California Pilgrimage Day 2: June 21
The extra half hour to prepare belied the busy schedule we would have on the second day of our California pilgrimage.
And what a day it was!
Cathedral of Our Lady of Angels
Our first stop was Cathedral of Our Lady of Angels. Minutes away from the Civic Center in the heart of downtown Los Angeles, the mother church to the Los Angeles Archdiocese is an impressive structure whose architecture is designed to draw one toward the ultimate relationship with God.
“The theme is a Journey to Salvation,” docent Bart Benjamins explained as we gazed around the interior of the 333-foot long cathedral with its massive vaulted ceilings, modern light fixtures and 1,200-pipe organ.
Benjamins described how large alabaster windows were used to filter pure light — “instead of more traditional colored stained glass, to reflect the pure light of Christ” upon the congregation. Sun-baked adobe walls add to the building’s light hue.
The cathedral’s length — 333 feet — was purposely an odd number, as well, he noted.
“They wanted it longer than St. Patrick’s Cathedral (the mother church of the New York City Archdiocese),” explained the docent.
The cathedral seats 3,000. A total of five Sunday Masses — including one on Saturday afternoons — are celebrated weekly.
Bishop Thomas J. Olmsted celebrated Mass on this day in the cathedral’s chapel, and it was during the homily offered by Fr. John Lankeit, rector of our own Ss. Simon and Jude Cathedral in Phoenix, that we were reminded of the unique opportunity God had placed before us to enter a deeper walk with Him by reaching out in our visits to our pilgrimage sites.

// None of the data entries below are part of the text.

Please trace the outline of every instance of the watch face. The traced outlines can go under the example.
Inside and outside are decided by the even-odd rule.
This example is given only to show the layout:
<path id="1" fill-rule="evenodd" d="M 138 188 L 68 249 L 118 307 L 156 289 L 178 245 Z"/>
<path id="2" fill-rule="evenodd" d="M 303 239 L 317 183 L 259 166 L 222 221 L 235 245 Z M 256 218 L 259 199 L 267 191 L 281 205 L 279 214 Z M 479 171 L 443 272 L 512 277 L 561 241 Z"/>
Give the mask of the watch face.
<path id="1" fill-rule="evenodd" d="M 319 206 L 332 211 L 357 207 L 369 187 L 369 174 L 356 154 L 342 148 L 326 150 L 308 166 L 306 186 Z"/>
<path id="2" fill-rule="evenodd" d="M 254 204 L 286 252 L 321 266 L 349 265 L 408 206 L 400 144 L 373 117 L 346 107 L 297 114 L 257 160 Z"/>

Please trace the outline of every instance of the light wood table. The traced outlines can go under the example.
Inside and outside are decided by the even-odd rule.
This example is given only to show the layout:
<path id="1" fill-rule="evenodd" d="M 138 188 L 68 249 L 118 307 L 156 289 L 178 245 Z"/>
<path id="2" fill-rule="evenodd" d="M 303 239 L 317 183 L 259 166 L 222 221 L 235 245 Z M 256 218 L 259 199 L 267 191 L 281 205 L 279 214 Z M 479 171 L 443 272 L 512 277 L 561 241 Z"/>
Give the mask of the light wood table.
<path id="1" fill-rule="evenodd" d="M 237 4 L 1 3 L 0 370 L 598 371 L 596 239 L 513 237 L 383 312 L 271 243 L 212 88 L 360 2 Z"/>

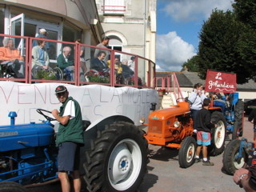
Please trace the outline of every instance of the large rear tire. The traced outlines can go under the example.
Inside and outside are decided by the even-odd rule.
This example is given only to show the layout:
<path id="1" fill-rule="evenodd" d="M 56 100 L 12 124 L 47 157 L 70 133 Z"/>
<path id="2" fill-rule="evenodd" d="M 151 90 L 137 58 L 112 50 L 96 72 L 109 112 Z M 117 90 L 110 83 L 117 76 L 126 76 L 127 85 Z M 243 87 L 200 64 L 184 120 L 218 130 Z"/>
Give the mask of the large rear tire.
<path id="1" fill-rule="evenodd" d="M 0 192 L 26 192 L 26 188 L 14 182 L 1 182 Z"/>
<path id="2" fill-rule="evenodd" d="M 143 132 L 128 122 L 106 126 L 86 152 L 89 191 L 136 191 L 146 171 L 148 144 Z"/>
<path id="3" fill-rule="evenodd" d="M 186 137 L 182 142 L 178 150 L 178 163 L 180 167 L 187 168 L 194 162 L 197 143 L 193 137 Z"/>
<path id="4" fill-rule="evenodd" d="M 223 168 L 226 174 L 233 175 L 234 172 L 246 166 L 246 155 L 245 151 L 242 151 L 242 158 L 237 158 L 239 152 L 240 140 L 234 139 L 229 142 L 223 154 Z"/>
<path id="5" fill-rule="evenodd" d="M 211 145 L 209 147 L 209 154 L 216 156 L 224 151 L 226 121 L 221 112 L 214 111 L 211 114 L 211 122 L 217 124 L 217 127 L 212 129 L 211 131 Z"/>

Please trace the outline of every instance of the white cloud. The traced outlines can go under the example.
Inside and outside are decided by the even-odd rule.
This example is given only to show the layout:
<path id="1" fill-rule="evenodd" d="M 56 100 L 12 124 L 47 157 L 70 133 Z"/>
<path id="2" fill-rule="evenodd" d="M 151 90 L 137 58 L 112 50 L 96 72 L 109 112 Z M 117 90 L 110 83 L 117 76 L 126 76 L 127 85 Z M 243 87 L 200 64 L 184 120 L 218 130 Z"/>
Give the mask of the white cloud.
<path id="1" fill-rule="evenodd" d="M 180 71 L 182 65 L 195 55 L 195 50 L 173 31 L 157 35 L 156 53 L 157 70 Z"/>
<path id="2" fill-rule="evenodd" d="M 161 0 L 160 0 L 161 1 Z M 171 0 L 164 1 L 166 6 L 162 10 L 177 22 L 206 20 L 212 10 L 232 10 L 234 0 Z"/>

“Deliberately seek the Lord. It doesn’t have to be with words. In fact, just take the time to listen for His voice,” Fr. Lankeit said. “Receive the graces He is so willing to give you. He wants to give them. The question is, ‘Are you asking.’”
Carmel of St. Teresa Monastery
Our second stop invited us in a more intimate setting to seek God’s graces of personal communion with Him, as we traveled about a half hour to the Carmel of St. Teresa Monastery; home to a group of nuns who are part of the Order of the Blessed Virgin Mary of Mount Carmel. Although most Carmelite nuns are cloistered, those at Carmel of St. Teresa live a contemplative, apostolic life that places them in the community, performing health care and skilled nursing among their roles.
“Carmel means garden of the soul, so it is appropriate we are surrounded by gardens here,” Sr. Joseph Francesca, a member of the community, explained, referring to the cool, green atmosphere of the areas between the buildings.
We were also exhorted by a colleague of Sr. Joseph’s to see ourselves as God’s instruments for Him in daily living.
“Remember the good things you were born for,” said Sr. Timothy Marie Kennedy, quoting the words of the monastery’s founder, Mother Maria Luisa Josefa of the Most Blessed Sacrament, or as she is commonly known by the nuns as “Mother Luisita.”
From the modern and majestic to the simple and peaceful, our pilgrimage took us to the historic — and a tale of a painting of the Blessed Mother that spared the lives of a group of mission workers three centuries ago.
San Gabriel Mission in San Gabriel opened in 1771. The fourth of 21 missions along the El Camino Real established by the Franciscan Friars under the guidance of St. Junípero Serra, it stands today with much of its original structure intact, despite damage from an earthquake in 1987, more two centuries later.
On our visit, we learned that a painting, “Our Lady of Sorrows” spared the lives of a group of Franciscan fathers confronted by hostile Native Americans. When the advancing Indians saw the image, which had been laid on the ground by one of the friars, they became deeply moved and dropped their bows and arrows on the ground and did not attack.
“They averted disaster,” explained docent Frank Bermel.
“What a moving and incredible story,” said Anita Romero, one of the pilgrims.
Today, the painting still hangs in the mission sanctuary. Its story prompted Bishop Olmsted to lead the group in prayer of thanksgiving and served as a reminder to God’s incredible protection at an unlikely time.